Nathaniel has a Negative Bias
Nathaniel created the dark side not only by leaving out the good characteristics of religion but by how he painted people and scenes. One type of the main character he chose was greatly flawed and struggled endlessly, often not ending well. His scenes involved things like dark woods with plant and animal life that were creepy and had names from the evil spirit world. Another favorite scene he chose was the bar and drinking scene set in ornate rooms with low-life characters. The main character started out pure and became defiled. The typical main characters were coming-of-age young ladies or gentlemen tainted by Nathaniel Hawthorne’s Dark Side.
I justified reading further by considering the reading a study of the New Englanders from a viewpoint other than considering them perfect; an outside-of-religious viewpoint. Soon, I noticed something else. Wisdom and beauty were missing from large chunks of the stories. God blesses people with talents. When they use them rightly, He blesses them more. When used for the dark side, He removes the beauty of their talent.

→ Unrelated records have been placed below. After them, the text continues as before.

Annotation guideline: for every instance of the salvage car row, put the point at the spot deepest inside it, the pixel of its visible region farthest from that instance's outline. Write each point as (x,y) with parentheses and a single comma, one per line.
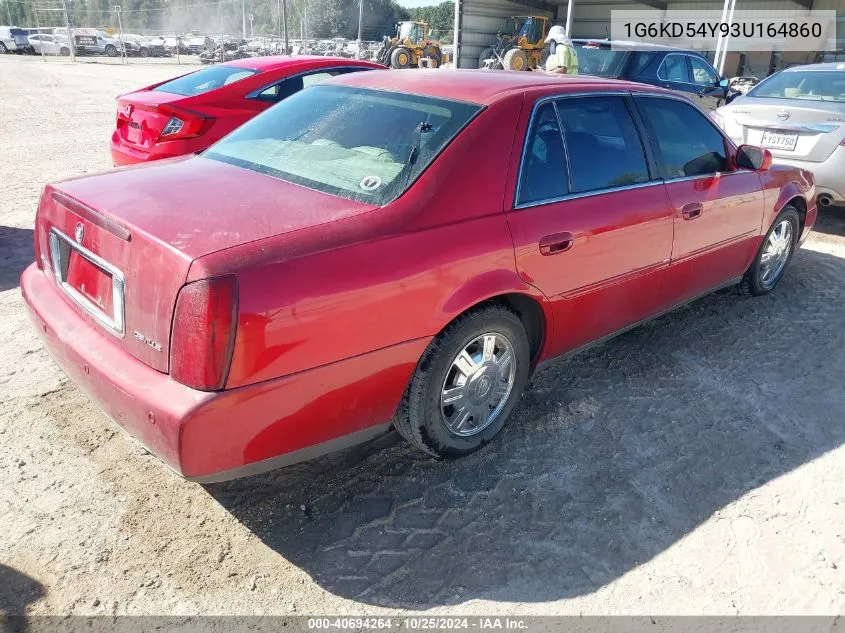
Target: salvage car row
(55,41)
(334,267)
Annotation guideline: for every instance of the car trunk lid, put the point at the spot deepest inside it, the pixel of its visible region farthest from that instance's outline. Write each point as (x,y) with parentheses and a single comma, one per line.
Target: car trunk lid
(805,130)
(141,228)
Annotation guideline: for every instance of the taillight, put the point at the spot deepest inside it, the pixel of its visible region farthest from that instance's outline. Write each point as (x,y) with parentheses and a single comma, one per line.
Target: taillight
(204,326)
(183,123)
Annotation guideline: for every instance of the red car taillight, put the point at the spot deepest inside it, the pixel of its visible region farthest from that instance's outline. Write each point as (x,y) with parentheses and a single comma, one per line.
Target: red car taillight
(204,326)
(183,124)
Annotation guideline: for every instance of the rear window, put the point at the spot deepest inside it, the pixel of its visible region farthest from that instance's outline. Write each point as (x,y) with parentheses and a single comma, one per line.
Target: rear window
(365,145)
(599,60)
(205,80)
(811,85)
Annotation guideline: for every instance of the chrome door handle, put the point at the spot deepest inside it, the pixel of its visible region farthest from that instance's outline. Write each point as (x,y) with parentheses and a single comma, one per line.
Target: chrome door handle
(556,243)
(692,210)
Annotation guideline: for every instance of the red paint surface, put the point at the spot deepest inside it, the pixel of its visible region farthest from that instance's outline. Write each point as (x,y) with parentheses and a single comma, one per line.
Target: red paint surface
(136,137)
(337,300)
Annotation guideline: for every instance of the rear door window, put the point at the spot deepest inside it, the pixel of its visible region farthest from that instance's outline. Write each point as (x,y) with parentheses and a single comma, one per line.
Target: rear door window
(602,143)
(543,175)
(674,68)
(686,142)
(702,73)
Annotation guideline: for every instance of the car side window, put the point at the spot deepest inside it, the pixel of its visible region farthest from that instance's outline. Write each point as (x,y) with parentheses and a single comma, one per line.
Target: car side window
(674,68)
(602,143)
(687,143)
(702,73)
(543,175)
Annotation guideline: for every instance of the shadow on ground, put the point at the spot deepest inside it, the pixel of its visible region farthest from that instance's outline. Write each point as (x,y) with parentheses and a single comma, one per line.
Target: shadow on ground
(16,253)
(610,459)
(17,591)
(831,221)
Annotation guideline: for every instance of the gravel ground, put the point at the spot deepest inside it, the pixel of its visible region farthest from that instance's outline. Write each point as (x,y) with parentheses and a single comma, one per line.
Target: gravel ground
(694,465)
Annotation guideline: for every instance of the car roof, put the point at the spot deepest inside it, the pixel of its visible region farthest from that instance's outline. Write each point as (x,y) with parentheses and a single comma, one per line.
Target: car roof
(272,62)
(480,86)
(822,66)
(630,45)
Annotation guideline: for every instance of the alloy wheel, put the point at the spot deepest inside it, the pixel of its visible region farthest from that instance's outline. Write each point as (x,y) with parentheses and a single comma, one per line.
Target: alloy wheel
(477,385)
(776,253)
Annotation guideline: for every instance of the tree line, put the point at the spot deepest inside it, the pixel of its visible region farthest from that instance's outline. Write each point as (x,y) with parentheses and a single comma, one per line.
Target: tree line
(321,18)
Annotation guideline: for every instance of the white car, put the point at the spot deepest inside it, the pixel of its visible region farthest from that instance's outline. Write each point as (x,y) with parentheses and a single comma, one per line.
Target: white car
(797,114)
(49,44)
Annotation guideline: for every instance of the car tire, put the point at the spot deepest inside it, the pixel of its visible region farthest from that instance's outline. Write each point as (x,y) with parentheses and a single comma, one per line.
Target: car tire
(774,254)
(449,413)
(400,58)
(515,59)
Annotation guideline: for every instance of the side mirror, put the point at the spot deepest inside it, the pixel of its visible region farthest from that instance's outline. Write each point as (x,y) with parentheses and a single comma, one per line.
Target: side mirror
(754,158)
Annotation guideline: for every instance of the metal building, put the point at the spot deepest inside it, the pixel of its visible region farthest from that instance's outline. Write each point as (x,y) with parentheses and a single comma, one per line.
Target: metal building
(478,21)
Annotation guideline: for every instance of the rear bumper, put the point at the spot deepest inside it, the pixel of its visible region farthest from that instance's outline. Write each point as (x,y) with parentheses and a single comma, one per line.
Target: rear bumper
(829,175)
(222,435)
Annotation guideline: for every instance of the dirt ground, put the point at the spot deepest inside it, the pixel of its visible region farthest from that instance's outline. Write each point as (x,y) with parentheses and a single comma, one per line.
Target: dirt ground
(692,466)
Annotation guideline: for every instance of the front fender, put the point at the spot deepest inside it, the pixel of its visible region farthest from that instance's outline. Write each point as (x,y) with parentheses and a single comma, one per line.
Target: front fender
(790,184)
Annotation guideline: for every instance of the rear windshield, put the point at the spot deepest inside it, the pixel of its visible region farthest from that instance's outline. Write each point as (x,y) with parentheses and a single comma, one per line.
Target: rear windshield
(599,60)
(365,145)
(811,85)
(205,80)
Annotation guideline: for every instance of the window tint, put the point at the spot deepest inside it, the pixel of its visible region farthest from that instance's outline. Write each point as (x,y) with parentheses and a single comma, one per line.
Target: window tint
(544,166)
(205,80)
(687,143)
(639,62)
(674,68)
(702,73)
(594,59)
(602,143)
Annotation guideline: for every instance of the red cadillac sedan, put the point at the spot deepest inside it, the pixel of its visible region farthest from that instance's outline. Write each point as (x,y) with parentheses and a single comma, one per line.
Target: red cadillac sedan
(394,250)
(187,114)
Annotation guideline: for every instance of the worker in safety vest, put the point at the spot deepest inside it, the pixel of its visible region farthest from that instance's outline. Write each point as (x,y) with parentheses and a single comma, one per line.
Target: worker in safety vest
(563,60)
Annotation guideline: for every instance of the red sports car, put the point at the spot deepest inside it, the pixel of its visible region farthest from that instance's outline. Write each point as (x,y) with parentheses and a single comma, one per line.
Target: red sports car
(394,249)
(187,114)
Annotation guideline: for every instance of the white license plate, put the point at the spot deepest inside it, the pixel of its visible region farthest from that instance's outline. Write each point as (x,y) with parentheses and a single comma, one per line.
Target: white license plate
(778,140)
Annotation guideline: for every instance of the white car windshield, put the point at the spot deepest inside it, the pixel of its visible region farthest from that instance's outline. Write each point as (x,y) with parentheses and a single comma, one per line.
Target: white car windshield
(365,145)
(810,85)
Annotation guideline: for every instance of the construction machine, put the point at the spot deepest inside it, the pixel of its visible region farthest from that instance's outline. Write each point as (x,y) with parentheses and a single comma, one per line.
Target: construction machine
(520,45)
(411,46)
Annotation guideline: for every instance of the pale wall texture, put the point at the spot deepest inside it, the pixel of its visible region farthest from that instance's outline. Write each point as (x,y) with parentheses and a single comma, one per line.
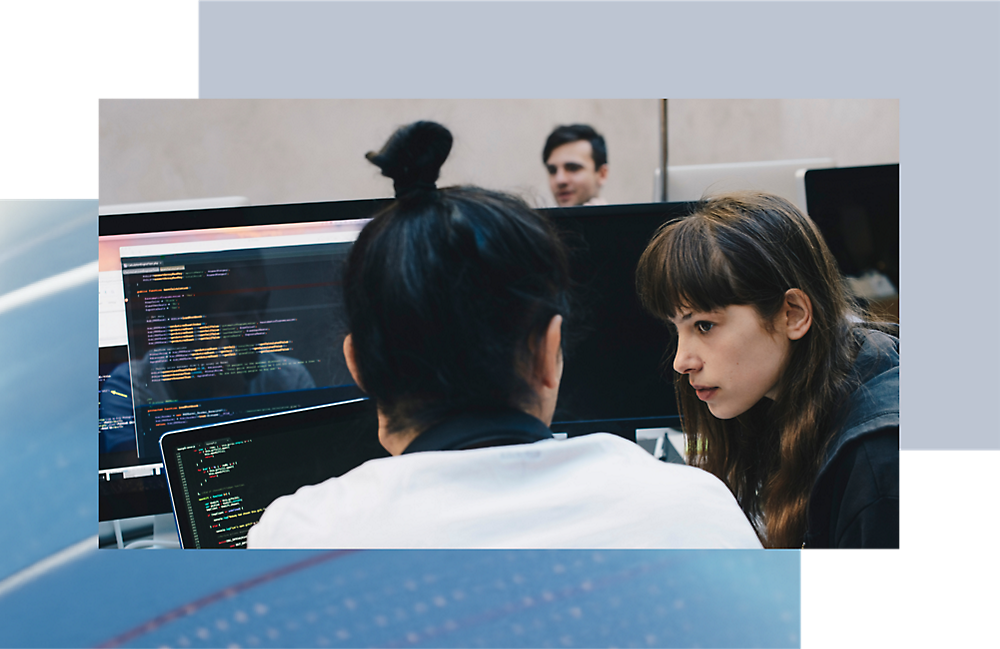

Dark Side Evaporates Creativity
Nathaniel’s choice to dwell on the dark side wasted a talent that could have captured our nation’s history in a phenomenal way. He possessed the ability to use character description and scene development to build suspense in his story plot. He knew his time era’s historical setting well and could weld purpose from it, dark purpose. Then he failed to build traits with stability, the heroes failed, and the scenes closed in on the reader. Scenes he wrapped in evil surmising lacked creative language. Quality metaphors vanished in his dark scenes.
Finally, I reached my limit of enduring Nathaniel Hawthorne’s Dark Side. The continual hope of the next story improving grieved me. Finally, I realized that there was not going to be a better one. Frankly, I like to hear New England’s History from a more moderate view. I deposited the book into the dumpster.